圈出来的地方是要根据客户在页面上的选择进行过滤的,需要在 Java 查询代码里动态设置。
由于日志类型的桶在 ElasticSearch 数据库中是没有字段的,因此这里使用了 match 匹配,匹配到某一类的都归那类日志。
第2步:嵌套统计与多字段排序
有了上面的知识,我们再来看实际的代码,无非加了统计数量和排序:
请求
{
"size": 0,
"aggs" : {
"a1" : {
"filters" : {
"other_bucket_key": "other_hosts",
"filters" : {
"192_168_1_157" : { "term" : { "host" : "192.168.1.247" }},
"192_168_1_247" : { "term" : { "host" : "192.168.1.249" }}
}
},
"aggs": {
"doc_count2": { "value_count": { "field": "host" } },
"a2" : {
"filters" : {
"other_bucket_key": "other_categories",
"filters" : {
"log_type1" : { "match_phrase" : { "message" : "type=conn" }},
"log_type2" : { "match_phrase" : { "message" : "type pf" }},
"log_type3" : { "bool": {
"should": [
{ "match_phrase": { "message": "type pf" }},
{ "match_phrase": { "message": "type=conn" }}
]
}
}
}
},
"aggs": {
"doc_count3": { "value_count": { "field": "host" } },
"sales_bucket_sort2": {
"bucket_sort": {
"sort": [
{ "doc_count3": { "order": "asc" } }
]
}
}
}
},
"sales_bucket_sort": {
"bucket_sort": {
"sort": [
{ "doc_count2": { "order": "asc" } }
]
}
}
}
}
}
}
结果
{
"took" : 523,
"timed_out" : false,
"_shards" : {
"total" : 1,
"successful" : 1,
"skipped" : 0,
"failed" : 0
},
"hits" : {
"total" : {
"value" : 2239,
"relation" : "eq"
},
"max_score" : null,
"hits" : [ ]
},
"aggregations" : {
"a1" : {
"buckets" : {
"192_168_1_157" : {
"doc_count" : 4,
"a2" : {
"buckets" : {
"other_categories" : {
"doc_count" : 4,
"doc_count3" : {
"value" : 4
}
}
}
},
"doc_count2" : {
"value" : 4
}
},
"other_hosts" : {
"doc_count" : 8,
"a2" : {
"buckets" : {
"other_categories" : {
"doc_count" : 8,
"doc_count3" : {
"value" : 8
}
}
}
},
"doc_count2" : {
"value" : 8
}
},
"192_168_1_247" : {
"doc_count" : 2227,
"a2" : {
"buckets" : {
"log_type1" : {
"doc_count" : 33,
"doc_count3" : {
"value" : 33
}
},
"other_categories" : {
"doc_count" : 126,
"doc_count3" : {
"value" : 126
}
},
"log_type2" : {
"doc_count" : 2068,
"doc_count3" : {
"value" : 2068
}
},
"log_type3" : {
"doc_count" : 2101,
"doc_count3" : {
"value" : 2101
}
}
}
},
"doc_count2" : {
"value" : 2227
}
}
}
}
}
}
上面的 doc_count2 存储了每个IP桶里有多少条数据, doc_count3 则存储了每个IP桶里的每个日志类型桶里有多少条数据。 另外我在 doc_count2 上进行了 asc 排序,在 doc_count3 也进行了 asc 排序,这和关系数据库里的多字段排序是一个意思,先按 doc_count2 排,再按 doc_count3 排。

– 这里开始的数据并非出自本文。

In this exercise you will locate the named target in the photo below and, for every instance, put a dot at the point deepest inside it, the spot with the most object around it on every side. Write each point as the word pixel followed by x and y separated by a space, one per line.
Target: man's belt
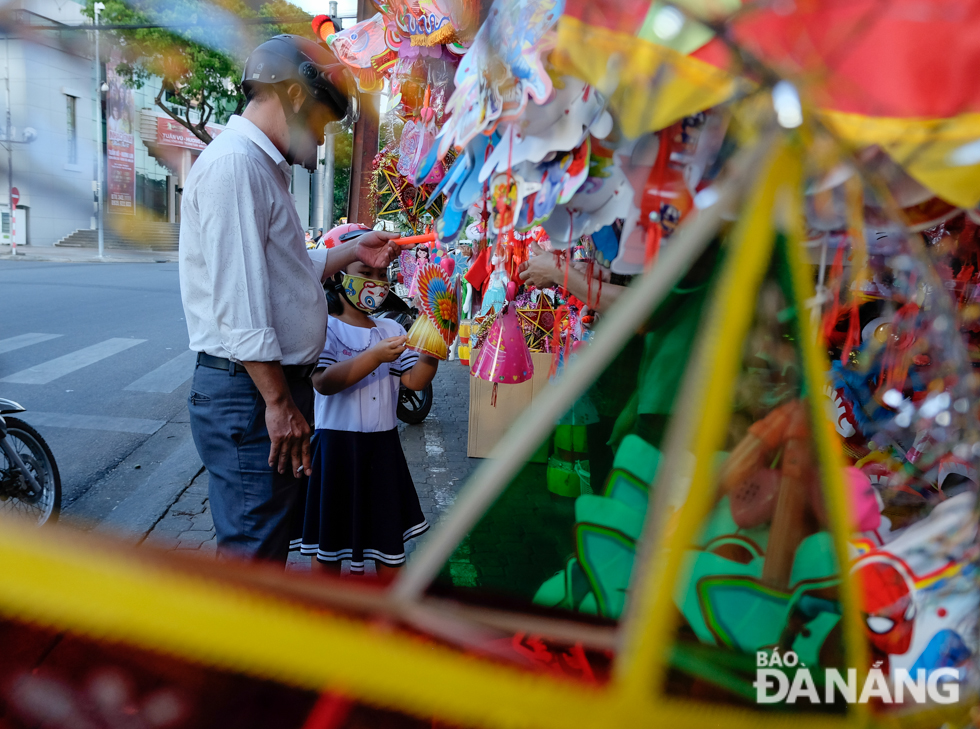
pixel 292 372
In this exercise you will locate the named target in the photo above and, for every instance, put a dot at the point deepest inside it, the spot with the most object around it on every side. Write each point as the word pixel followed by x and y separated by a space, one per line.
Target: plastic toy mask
pixel 888 608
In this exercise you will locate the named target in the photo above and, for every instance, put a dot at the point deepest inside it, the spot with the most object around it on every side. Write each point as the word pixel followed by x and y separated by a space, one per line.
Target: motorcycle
pixel 30 484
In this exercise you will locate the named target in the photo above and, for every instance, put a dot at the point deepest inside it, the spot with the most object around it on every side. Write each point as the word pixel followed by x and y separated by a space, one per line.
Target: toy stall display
pixel 409 50
pixel 746 498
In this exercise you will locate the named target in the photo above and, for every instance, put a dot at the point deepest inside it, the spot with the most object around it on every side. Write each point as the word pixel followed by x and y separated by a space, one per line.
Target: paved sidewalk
pixel 435 451
pixel 85 255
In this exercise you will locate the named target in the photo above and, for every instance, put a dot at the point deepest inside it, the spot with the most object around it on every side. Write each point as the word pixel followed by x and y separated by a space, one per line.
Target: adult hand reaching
pixel 541 270
pixel 375 249
pixel 290 436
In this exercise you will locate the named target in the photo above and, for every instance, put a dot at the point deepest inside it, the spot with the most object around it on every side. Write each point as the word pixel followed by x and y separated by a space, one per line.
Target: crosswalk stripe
pixel 94 422
pixel 24 340
pixel 53 369
pixel 168 376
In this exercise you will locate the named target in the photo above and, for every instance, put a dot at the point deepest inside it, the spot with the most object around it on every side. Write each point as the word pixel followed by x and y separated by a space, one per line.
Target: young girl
pixel 361 502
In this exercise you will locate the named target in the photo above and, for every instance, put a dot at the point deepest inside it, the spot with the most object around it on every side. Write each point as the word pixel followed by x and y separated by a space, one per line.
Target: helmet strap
pixel 296 123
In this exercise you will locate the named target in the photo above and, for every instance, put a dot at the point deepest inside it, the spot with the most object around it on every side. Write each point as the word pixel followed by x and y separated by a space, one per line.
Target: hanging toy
pixel 436 327
pixel 504 357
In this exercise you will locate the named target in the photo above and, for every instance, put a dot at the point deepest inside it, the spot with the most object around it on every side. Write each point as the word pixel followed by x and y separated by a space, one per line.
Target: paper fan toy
pixel 438 324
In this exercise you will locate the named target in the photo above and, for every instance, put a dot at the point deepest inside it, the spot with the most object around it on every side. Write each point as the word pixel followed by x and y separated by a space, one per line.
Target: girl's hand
pixel 388 350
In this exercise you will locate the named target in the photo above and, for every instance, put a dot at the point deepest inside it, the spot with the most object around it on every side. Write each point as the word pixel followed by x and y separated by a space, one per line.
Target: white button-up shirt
pixel 250 289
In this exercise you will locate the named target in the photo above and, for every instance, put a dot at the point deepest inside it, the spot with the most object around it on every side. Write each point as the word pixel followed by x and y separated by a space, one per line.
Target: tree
pixel 343 152
pixel 199 57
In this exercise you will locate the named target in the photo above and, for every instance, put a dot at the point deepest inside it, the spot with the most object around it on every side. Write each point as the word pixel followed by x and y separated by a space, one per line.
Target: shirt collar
pixel 247 129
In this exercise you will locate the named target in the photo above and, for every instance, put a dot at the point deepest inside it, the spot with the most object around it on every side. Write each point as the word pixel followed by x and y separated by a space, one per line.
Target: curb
pixel 150 500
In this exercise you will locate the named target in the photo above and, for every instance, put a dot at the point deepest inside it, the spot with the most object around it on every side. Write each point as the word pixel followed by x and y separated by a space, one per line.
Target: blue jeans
pixel 256 510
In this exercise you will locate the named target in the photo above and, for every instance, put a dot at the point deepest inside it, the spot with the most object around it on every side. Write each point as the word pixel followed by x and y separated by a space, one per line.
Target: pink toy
pixel 505 358
pixel 864 505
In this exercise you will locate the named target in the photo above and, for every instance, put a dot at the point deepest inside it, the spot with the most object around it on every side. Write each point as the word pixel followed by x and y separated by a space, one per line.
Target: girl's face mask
pixel 367 294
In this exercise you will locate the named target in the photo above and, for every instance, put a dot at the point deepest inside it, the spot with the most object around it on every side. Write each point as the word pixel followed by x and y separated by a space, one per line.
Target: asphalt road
pixel 97 353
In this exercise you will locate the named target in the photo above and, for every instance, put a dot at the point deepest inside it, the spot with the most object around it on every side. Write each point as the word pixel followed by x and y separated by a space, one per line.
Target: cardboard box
pixel 488 423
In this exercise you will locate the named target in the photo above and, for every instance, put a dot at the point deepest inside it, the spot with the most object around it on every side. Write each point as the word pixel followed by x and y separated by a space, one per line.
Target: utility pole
pixel 326 189
pixel 10 150
pixel 359 202
pixel 98 132
pixel 328 179
pixel 317 191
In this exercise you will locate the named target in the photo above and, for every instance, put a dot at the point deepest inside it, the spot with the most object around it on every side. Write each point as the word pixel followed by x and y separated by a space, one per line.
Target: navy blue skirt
pixel 361 502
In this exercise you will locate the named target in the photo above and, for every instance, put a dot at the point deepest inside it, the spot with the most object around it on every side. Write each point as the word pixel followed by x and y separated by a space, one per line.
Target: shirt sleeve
pixel 234 200
pixel 319 257
pixel 330 350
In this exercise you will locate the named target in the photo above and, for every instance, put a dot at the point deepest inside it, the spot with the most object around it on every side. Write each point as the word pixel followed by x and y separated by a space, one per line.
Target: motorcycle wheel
pixel 37 456
pixel 414 406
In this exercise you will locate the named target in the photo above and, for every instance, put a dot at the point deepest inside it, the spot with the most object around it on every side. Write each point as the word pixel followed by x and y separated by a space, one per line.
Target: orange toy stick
pixel 764 437
pixel 411 240
pixel 789 520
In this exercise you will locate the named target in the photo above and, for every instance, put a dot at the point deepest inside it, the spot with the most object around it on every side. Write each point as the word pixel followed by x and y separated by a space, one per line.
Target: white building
pixel 51 74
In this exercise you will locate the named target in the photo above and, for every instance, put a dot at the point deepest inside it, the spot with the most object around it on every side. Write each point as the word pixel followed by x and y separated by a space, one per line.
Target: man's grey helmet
pixel 294 58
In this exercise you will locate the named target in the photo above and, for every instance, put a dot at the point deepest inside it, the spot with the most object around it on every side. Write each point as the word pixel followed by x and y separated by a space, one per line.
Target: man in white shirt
pixel 252 294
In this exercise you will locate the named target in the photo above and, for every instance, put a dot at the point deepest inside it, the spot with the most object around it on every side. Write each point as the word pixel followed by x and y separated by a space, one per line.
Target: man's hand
pixel 290 436
pixel 375 249
pixel 540 270
pixel 288 429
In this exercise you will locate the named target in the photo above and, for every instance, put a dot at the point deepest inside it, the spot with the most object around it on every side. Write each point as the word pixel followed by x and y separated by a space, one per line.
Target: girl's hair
pixel 332 289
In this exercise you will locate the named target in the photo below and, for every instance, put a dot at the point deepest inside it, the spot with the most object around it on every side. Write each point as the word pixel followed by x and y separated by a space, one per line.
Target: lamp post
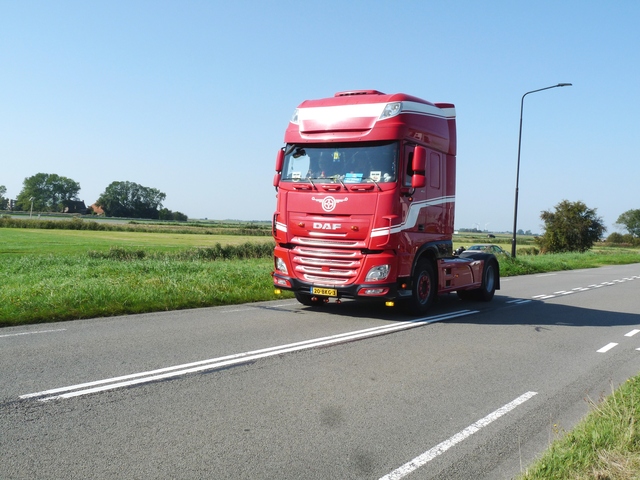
pixel 515 210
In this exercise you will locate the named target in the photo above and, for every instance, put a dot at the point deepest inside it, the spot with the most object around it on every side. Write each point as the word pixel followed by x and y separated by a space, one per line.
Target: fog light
pixel 280 265
pixel 281 281
pixel 378 273
pixel 373 291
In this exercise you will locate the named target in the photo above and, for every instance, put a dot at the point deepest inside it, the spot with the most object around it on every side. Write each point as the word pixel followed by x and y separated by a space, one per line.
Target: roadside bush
pixel 244 251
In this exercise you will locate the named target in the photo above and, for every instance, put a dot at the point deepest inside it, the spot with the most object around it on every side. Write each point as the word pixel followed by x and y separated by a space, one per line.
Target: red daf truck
pixel 365 204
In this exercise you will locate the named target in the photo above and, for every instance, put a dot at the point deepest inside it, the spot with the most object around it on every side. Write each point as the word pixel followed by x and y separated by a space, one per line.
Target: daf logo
pixel 326 226
pixel 328 203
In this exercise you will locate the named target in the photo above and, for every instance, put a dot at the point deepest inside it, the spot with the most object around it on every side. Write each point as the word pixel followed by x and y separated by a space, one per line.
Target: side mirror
pixel 279 160
pixel 419 165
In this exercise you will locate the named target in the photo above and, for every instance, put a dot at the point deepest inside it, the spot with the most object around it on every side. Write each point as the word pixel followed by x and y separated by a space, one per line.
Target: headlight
pixel 281 266
pixel 378 273
pixel 391 110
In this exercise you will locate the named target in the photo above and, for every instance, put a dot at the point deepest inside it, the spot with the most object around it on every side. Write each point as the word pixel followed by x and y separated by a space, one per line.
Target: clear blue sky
pixel 193 97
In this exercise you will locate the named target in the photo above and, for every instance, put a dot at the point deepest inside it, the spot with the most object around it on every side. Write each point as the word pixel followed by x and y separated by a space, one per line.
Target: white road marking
pixel 584 289
pixel 439 449
pixel 32 333
pixel 216 363
pixel 607 347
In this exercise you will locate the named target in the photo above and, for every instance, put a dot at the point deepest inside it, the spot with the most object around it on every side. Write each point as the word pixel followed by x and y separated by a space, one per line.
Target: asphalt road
pixel 280 391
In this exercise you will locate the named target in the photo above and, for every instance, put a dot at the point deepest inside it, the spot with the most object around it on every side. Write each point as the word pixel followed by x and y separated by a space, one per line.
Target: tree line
pixel 49 192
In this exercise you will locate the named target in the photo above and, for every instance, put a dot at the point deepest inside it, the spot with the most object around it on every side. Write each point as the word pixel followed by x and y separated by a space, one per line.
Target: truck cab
pixel 366 203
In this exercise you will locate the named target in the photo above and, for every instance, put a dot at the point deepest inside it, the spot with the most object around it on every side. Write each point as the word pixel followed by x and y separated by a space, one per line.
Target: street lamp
pixel 515 210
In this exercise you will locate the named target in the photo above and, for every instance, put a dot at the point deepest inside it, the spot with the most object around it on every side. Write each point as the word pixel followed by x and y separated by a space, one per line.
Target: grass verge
pixel 605 445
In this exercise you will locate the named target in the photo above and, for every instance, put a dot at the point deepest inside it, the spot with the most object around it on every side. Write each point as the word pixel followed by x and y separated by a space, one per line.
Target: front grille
pixel 326 266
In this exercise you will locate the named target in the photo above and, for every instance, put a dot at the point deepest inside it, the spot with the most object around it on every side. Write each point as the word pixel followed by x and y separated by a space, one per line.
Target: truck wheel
pixel 489 281
pixel 487 289
pixel 307 300
pixel 424 289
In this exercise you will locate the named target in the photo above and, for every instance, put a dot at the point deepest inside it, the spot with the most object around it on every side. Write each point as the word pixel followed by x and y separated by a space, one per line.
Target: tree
pixel 3 201
pixel 166 214
pixel 572 227
pixel 47 192
pixel 128 199
pixel 631 221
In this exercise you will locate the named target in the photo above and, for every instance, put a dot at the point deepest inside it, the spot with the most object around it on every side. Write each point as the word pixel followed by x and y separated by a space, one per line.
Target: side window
pixel 408 171
pixel 434 170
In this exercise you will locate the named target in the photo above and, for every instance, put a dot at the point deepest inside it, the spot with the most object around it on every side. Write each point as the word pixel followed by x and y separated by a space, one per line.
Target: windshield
pixel 345 163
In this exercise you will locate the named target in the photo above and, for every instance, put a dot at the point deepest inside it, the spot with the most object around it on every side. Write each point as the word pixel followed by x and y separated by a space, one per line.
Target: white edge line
pixel 439 449
pixel 177 370
pixel 32 333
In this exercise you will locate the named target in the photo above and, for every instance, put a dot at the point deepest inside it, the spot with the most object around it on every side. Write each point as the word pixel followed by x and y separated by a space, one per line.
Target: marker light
pixel 281 266
pixel 378 273
pixel 294 117
pixel 391 110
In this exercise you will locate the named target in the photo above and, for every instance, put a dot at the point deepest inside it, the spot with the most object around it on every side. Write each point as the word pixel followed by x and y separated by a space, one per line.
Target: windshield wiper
pixel 311 182
pixel 369 178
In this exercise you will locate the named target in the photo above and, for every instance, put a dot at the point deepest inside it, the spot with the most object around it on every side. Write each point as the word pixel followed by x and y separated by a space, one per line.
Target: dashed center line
pixel 585 289
pixel 439 449
pixel 607 347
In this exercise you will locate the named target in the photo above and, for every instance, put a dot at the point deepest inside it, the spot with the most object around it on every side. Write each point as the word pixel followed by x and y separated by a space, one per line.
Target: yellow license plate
pixel 327 292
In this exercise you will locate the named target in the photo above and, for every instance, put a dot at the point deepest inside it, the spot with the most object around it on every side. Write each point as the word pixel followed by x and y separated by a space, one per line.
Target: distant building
pixel 74 206
pixel 97 209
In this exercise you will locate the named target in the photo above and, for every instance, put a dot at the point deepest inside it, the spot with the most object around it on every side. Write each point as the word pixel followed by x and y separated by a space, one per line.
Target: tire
pixel 466 294
pixel 306 299
pixel 488 287
pixel 489 281
pixel 423 289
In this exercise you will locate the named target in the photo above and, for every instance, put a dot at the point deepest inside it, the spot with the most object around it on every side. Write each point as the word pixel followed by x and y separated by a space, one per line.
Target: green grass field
pixel 51 275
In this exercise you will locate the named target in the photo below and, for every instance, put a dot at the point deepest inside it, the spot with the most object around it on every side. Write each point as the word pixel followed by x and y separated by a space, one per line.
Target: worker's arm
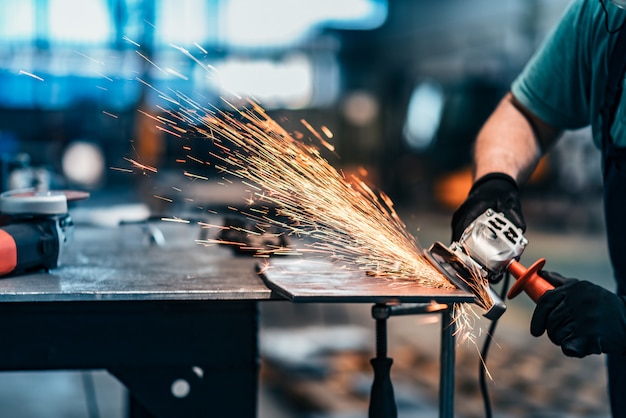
pixel 506 152
pixel 512 141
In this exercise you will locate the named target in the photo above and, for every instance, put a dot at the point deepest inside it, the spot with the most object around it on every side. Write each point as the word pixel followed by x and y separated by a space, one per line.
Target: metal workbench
pixel 176 322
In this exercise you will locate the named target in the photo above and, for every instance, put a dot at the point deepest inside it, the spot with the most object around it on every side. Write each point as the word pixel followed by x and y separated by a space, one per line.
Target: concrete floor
pixel 530 377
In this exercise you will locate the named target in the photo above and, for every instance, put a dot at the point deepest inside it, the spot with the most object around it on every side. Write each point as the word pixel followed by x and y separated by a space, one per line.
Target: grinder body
pixel 489 247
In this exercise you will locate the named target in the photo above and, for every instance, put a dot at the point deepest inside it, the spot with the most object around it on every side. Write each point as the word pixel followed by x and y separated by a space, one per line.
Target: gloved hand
pixel 497 191
pixel 581 317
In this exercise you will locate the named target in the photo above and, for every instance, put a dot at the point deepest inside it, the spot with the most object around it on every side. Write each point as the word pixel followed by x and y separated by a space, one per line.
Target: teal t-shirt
pixel 564 81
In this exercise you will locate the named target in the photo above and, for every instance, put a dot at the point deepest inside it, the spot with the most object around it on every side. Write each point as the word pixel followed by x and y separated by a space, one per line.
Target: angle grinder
pixel 34 228
pixel 489 247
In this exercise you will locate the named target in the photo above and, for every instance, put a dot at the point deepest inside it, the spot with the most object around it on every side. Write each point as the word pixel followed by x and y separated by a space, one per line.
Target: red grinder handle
pixel 528 280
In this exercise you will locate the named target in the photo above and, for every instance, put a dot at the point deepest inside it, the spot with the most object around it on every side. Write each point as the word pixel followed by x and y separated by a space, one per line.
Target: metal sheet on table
pixel 302 280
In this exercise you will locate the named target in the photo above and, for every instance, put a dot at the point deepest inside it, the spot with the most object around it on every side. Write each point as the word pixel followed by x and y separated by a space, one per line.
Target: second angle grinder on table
pixel 34 228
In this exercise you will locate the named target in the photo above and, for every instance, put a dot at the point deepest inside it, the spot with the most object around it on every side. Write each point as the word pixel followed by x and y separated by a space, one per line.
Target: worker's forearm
pixel 511 142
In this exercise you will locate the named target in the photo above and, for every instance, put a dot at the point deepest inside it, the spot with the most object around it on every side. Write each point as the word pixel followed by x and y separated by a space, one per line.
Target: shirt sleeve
pixel 555 83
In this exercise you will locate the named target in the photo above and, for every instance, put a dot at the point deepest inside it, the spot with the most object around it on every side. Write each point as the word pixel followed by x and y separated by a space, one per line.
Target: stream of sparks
pixel 304 195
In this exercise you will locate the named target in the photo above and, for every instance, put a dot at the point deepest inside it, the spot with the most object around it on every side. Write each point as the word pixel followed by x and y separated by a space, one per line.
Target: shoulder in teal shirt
pixel 564 81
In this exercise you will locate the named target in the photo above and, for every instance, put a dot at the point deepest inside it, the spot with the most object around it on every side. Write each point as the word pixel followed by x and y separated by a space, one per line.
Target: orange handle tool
pixel 528 280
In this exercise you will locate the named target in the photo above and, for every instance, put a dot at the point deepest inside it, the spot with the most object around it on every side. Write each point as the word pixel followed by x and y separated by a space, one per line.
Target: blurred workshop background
pixel 403 85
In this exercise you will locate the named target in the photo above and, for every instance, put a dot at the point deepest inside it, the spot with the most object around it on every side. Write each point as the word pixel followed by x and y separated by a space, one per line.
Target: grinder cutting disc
pixel 444 260
pixel 33 202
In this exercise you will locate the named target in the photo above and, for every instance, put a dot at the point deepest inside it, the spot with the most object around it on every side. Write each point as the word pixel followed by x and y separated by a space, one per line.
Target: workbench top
pixel 124 263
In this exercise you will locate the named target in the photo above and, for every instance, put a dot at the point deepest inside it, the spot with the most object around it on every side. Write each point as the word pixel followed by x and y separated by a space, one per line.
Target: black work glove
pixel 581 317
pixel 497 191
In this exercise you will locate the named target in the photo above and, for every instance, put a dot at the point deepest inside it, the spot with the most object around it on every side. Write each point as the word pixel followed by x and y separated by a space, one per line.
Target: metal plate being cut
pixel 302 280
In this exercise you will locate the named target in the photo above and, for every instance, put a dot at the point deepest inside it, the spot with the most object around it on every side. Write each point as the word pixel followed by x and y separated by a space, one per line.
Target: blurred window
pixel 423 115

FiltersAggregationBuilder 过滤聚合类
上面嵌套分组聚合例子中,原始数据中是没有分组信息的,而是过滤出来的分组信息。在 Java 中这个过滤聚合类对应的是 FiltersAggregationBuilder。
再来看个查询:类型 t-shirt 的平均价格,先根据类型过滤,然后在进行聚合计算。
{
"aggs" : {
"t_shirts" : {
"filter" : { "term": { "type": "t-shirt" } },
"aggs" : {
"avg_price" : { "avg" : { "field" : "price" } }
}
}
}
}
Java Elasticsearch 聚合查询(Aggregation)详解
ElasticSearch Java 客户端与聚合
先按ruleUuid 值构建 buckets,再在 bucket 里嵌套 srcIP 值的 bucket:
GET /_search
{
"size": 0,
"aggs": {
"ruleUuidBuckets": {
"terms": {
"field": "ruleUuid"
},
"aggs": {
"srcIPBuckets": {
"terms": {
"field": "srcIP"
}
}
}
}
}
}
如果要对 ruleUuid、srcIP 进行 distinct 操作,那么上面的聚合方式就够了,结果:

对应的 elasticsearch java 实现:
public Map<String, FilterRuleAggregation> distinctSrcIPGroupByFilterRuleUuid(Collection<String> ruleUuids) {
Map<String, FilterRuleAggregation> ruleAggMap = new LinkedHashMap<>();
List<FieldValue> fieldValues = ruleUuids.stream().map(FieldValue::of).collect(Collectors.toList());
TermsQueryField termsQueryField = TermsQueryField.of(t -> t.value(fieldValues));
Query byRuleUuids = QueryBuilders.terms(t -> t.field("ruleUuid").terms(termsQueryField));
SearchRequest searchRequest = SearchRequest.of(r -> r
.index(ESPolicyLog.INDEX_NAME)
.size(0) //无需返回 resp.hits() 值
.query(byRuleUuids)
.aggregations("ruleUuidBuckets", b -> b
.terms(t -> t.field("ruleUuid"))
.aggregations("srcIPBuckets", s -> s
.terms(t -> t.field("srcIP")))));
try {
SearchResponse<Object> resp = esClient.search(searchRequest, Object.class);
List<StringTermsBucket> ruleUuidBuckets = resp.aggregations().get("ruleUuidBuckets")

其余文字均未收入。